Exploding helicopter innovation

This is pretty much top drawer stuff: innovative, original and well executed. Over and above the special effects, the whole scenario is simply a very good idea.


This is stomping good fun, with some classic set-pieces and more twists than Beyonce’s weave. For some reason, exploding helicopters often seem to reside in the lower quality, straight to DVD end of the market (I’m looking at you, Steven Seagal) so it’s good to see a chopper fireball in such good company.


Clearly, there’s no arguing with his 30-year stellar status, but I’ve always found Tom a very limited actor capable of only two expressions: ‘shit-eating grin’ and ‘worried’. Obviously, the grin is regularly wheeled out (you don’t spend so much on a new set of gnashers without wanting to flash them on occasion) but the Cruise ‘worried’ look has become his hallmark, seemingly applicable to any situation.

Jon Voight: slippery lizard-made-man
Confronted by deadly aliens? Sacked from dream job? Faced with estranged paedophile dad?

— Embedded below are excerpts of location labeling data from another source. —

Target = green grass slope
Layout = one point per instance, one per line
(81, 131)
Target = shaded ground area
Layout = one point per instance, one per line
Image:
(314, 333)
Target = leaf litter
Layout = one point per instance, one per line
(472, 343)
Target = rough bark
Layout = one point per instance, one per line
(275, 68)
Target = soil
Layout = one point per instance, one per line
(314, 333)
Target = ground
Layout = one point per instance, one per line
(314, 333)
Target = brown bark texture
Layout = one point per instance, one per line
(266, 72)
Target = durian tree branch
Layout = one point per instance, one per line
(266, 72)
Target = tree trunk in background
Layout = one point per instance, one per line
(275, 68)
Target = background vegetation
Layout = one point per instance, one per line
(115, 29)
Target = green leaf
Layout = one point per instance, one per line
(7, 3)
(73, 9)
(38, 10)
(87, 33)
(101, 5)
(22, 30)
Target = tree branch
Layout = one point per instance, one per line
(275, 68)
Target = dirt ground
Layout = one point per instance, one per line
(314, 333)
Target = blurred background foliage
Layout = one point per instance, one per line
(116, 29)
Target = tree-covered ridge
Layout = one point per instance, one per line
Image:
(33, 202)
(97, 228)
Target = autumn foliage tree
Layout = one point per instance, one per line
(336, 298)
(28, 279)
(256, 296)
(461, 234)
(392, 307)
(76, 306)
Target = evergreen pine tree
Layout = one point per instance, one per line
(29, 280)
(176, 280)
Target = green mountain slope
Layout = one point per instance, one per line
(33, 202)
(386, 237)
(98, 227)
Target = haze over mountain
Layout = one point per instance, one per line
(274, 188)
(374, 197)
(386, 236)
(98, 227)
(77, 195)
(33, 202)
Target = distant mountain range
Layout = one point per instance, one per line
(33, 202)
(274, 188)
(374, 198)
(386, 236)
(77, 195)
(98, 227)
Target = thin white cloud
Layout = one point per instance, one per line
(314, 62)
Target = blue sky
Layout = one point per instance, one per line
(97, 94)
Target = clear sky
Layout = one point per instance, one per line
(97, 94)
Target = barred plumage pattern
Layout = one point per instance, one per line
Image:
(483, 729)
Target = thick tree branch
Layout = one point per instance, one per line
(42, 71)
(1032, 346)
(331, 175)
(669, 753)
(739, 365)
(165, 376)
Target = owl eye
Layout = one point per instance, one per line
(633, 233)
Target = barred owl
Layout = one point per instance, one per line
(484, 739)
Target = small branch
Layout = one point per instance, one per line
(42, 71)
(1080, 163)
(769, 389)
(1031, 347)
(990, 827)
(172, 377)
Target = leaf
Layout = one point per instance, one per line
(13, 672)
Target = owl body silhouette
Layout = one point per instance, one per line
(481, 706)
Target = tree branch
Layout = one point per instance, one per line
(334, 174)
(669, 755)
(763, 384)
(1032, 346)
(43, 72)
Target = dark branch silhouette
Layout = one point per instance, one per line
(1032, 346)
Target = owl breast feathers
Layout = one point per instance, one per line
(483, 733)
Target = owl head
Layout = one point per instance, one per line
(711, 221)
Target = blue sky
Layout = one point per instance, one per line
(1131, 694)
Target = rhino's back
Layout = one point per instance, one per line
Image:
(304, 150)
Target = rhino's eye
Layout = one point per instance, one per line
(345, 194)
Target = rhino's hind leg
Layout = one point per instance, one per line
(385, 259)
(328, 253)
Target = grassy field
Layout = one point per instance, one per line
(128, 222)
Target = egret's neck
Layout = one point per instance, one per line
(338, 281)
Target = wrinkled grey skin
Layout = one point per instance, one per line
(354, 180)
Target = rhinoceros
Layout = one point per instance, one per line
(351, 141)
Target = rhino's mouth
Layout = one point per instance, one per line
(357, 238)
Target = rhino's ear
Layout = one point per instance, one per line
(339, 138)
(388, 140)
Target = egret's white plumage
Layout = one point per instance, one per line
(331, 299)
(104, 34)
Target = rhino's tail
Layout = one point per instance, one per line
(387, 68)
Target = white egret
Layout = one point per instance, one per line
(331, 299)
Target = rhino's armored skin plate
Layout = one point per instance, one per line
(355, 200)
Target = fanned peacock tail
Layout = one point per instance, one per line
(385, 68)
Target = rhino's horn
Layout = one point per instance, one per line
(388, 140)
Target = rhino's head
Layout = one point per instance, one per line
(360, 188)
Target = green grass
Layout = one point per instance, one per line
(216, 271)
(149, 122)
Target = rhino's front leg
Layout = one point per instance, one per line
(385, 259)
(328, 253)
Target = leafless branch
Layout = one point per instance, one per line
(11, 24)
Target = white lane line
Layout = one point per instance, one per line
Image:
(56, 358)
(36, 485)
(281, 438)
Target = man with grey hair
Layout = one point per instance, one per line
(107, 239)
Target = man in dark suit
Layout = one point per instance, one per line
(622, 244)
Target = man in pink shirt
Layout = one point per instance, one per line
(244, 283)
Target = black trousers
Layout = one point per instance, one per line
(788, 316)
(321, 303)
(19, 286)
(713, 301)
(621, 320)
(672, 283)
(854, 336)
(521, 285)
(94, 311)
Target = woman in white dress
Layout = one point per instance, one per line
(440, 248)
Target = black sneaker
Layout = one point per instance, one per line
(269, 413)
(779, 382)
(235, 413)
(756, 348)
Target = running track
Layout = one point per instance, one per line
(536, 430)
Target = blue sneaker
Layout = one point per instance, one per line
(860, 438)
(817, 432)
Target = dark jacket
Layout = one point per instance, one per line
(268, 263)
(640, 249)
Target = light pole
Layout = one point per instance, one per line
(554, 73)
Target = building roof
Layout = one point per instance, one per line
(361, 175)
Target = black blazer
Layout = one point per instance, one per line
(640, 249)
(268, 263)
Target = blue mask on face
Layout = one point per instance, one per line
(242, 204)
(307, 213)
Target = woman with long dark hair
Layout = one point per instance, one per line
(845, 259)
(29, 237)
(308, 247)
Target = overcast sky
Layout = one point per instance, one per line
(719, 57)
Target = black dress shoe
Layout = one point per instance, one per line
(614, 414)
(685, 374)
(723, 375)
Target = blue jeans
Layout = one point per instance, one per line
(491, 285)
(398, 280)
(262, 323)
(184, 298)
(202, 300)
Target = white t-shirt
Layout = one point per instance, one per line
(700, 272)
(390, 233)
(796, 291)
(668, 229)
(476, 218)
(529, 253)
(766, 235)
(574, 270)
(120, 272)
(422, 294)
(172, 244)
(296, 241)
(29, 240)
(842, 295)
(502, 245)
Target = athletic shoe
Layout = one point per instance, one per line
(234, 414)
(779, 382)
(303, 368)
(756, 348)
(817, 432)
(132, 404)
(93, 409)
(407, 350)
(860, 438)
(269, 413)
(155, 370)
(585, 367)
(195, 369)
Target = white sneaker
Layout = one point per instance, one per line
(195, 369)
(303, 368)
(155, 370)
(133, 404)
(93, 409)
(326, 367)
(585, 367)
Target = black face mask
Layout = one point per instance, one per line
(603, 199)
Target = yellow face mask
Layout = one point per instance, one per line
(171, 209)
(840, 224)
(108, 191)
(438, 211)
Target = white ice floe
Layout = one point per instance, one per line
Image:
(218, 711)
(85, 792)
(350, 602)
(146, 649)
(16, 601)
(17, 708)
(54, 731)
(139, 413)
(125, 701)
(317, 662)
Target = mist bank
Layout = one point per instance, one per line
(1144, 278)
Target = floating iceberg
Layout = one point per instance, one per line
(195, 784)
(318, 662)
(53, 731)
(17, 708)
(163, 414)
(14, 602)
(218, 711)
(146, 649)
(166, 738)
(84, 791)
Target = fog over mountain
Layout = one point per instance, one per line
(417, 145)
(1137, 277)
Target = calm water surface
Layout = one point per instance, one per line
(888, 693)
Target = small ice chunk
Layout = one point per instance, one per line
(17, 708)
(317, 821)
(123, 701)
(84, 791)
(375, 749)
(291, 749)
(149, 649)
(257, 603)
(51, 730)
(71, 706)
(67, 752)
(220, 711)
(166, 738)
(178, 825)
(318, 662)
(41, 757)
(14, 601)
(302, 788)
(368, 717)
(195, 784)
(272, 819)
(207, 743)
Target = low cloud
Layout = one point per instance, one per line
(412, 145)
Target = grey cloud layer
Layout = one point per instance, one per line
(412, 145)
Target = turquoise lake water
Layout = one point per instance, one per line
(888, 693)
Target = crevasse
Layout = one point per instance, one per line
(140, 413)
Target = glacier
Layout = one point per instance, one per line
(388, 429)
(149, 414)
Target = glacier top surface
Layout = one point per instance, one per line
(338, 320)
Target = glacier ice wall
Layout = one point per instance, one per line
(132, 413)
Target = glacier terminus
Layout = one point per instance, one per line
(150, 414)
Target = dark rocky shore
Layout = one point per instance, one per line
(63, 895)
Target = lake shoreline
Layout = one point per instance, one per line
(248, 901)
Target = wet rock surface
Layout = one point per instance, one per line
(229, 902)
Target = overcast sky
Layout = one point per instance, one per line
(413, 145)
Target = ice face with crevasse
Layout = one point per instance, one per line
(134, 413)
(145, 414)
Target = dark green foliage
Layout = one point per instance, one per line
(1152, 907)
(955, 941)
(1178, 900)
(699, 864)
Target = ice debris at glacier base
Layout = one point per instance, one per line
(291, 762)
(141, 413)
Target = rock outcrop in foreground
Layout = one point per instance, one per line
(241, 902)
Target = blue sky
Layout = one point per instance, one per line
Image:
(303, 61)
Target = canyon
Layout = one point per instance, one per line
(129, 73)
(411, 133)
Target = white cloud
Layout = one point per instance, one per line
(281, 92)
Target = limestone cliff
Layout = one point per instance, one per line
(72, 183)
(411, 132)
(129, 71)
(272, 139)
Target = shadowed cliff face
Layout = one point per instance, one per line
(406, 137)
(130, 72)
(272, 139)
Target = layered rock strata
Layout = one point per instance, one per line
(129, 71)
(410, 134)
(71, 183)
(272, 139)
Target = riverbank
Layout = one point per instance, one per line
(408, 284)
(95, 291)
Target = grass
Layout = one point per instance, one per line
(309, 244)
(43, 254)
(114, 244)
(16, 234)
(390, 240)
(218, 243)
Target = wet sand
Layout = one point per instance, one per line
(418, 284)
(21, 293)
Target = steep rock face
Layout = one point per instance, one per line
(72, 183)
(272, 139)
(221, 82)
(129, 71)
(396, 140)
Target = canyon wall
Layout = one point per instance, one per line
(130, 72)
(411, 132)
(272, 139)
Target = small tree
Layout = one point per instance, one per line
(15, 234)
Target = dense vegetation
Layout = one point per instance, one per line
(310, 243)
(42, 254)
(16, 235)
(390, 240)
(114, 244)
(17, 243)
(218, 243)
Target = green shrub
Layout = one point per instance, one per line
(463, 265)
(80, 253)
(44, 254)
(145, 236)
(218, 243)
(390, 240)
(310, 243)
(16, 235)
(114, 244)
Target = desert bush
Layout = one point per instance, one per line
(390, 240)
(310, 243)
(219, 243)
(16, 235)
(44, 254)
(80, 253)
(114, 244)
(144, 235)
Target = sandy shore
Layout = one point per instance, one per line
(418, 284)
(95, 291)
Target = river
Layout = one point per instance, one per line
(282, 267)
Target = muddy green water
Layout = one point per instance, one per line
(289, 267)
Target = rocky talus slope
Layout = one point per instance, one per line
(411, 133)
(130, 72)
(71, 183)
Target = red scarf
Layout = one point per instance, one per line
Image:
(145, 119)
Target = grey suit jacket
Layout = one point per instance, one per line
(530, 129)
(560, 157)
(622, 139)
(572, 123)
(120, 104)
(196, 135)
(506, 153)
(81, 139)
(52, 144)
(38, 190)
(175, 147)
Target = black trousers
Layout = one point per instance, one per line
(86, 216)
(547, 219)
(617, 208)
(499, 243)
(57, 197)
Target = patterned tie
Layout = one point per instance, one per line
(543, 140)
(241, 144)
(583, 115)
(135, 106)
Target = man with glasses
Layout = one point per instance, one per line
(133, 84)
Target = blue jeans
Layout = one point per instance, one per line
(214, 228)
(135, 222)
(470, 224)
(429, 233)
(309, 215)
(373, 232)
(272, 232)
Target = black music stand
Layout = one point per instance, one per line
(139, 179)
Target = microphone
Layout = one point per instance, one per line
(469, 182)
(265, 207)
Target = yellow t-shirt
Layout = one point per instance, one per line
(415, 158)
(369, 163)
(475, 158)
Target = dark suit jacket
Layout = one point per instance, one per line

Whatever the scenario, Tom will – without exception – furrow his brow, tighten his mouth and dart his eyes about in a confused manner. There really is something of the Zoolander about him.

More worryingly, I saw the Cruiser being interviewed by Wossy a couple of years back and realised he can’t even really act being himself. The meaningful pauses, the cloying sincerity, the sudden, barking laughs: it all spoke of someone playing a role. Badly.

Favourite quote

“This message will self-destruct…”

Interesting fact

Jean Reno has the most schizophrenic CV in Hollywood. For every Big Blue, there’s a Godzilla. For every Leon, there’s a stomach-churning Pink Panther re-make. Ye gods, he even went back for Pink Panther 2.

Review by: Chopper

Can't get enough of our thoughts on Mission Impossible? Then check out our Exploding Helicopter podcast on the film. Listen on iTunes, Podomatic, Stitcher or YourListen.


  1. Although the exploding helicopter scene is cool, the major problem with this movie was that the TV show fans were VERY upset that the bad guy turned out to be Jim Phelps. Peter Graves was thought to be the perfect American agent by the TV audience. So while I thought it was a surprising plot twist, a lot of the TV show fans were horrified! In fact, 20 years later, many fans have never forgiven Tom Cruise for this.

    1. Well, it doesn't seem to be hurting continuing film series too much! They're making more money than ever with the films.